Class Instrumentation

Class instrumentation allows you to instrument any sklearn compatible class which is a component of an estimator instance (or its metaestimator hierarchy).

Class instrumentation crawls the estimator instance’s hierarchy, instrumenting only the objects’ classes which subclasses of sklearn.base.BaseEstimator.

This is similar to instance instrumentation, except we instrument the estimators’ classes rather than the estimator instances. Class instrumentation is ideal when performing fit operations, due to the copying/cloning that sometimes happens within sklearn metaestimators.

In general, class instrumentation will be faster and consume less memory than package instrumentation.

Examples

Instrument an estimator’s classes. Inspect the memory usage of the process before and after class instrumentation compared to package instrumentation. Also measure the time elapsed.

import logging
import os
import time

import psutil
from sklearn.datasets import load_iris
from sklearn.decomposition import PCA
from sklearn.ensemble import RandomForestClassifier
from sklearn.pipeline import FeatureUnion
from sklearn.pipeline import Pipeline
from sklearn.preprocessing import StandardScaler

from sklearn_instrumentation import SklearnInstrumentor
from sklearn_instrumentation.instruments.logging import TimeElapsedLogger

logging.basicConfig(level=logging.INFO)

ss = StandardScaler()
pca = PCA(n_components=3)
rf = RandomForestClassifier()
classification_model = Pipeline(
    steps=[
        (
            "fu",
            FeatureUnion(
                transformer_list=[
                    ("ss", ss),
                    ("pca", pca),
                ]
            ),
        ),
        ("rf", rf),
    ]
)
X, y = load_iris(return_X_y=True)
classification_model.fit(X, y)

instrumentor = SklearnInstrumentor(instrument=TimeElapsedLogger())

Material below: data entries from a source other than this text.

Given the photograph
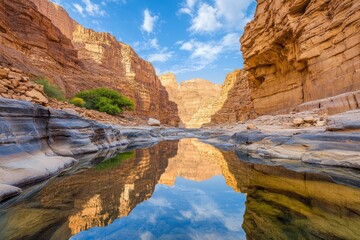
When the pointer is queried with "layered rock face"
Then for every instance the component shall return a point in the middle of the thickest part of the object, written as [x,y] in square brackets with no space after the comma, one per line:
[190,96]
[297,204]
[300,51]
[194,161]
[92,198]
[41,39]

process = psutil.Process(os.getpid())
print("Memory before instrumentation: " + str(process.memory_info().rss))
start = time.time()
instrumentor.instrument_instance_classes(classification_model)
print("Time elapsed class instrumentation: " + str(time.time() - start))
print("Memory after class instrumentation: " + str(process.memory_info().rss))
instrumentor.uninstrument_instance_classes(classification_model)
start = time.time()
instrumentor.instrument_package("sklearn")
print("Time elapsed package instrumentation: " + str(time.time() - start))
print("Memory after package instrumentation: " + str(process.memory_info().rss))

# Memory before instrumentation: 76288000
# Time elapsed class instrumentation: 0.0013790130615234375
# Memory after class instrumentation: 76353536
# Time elapsed package instrumentation: 0.2482309341430664
# Memory after package instrumentation: 89726976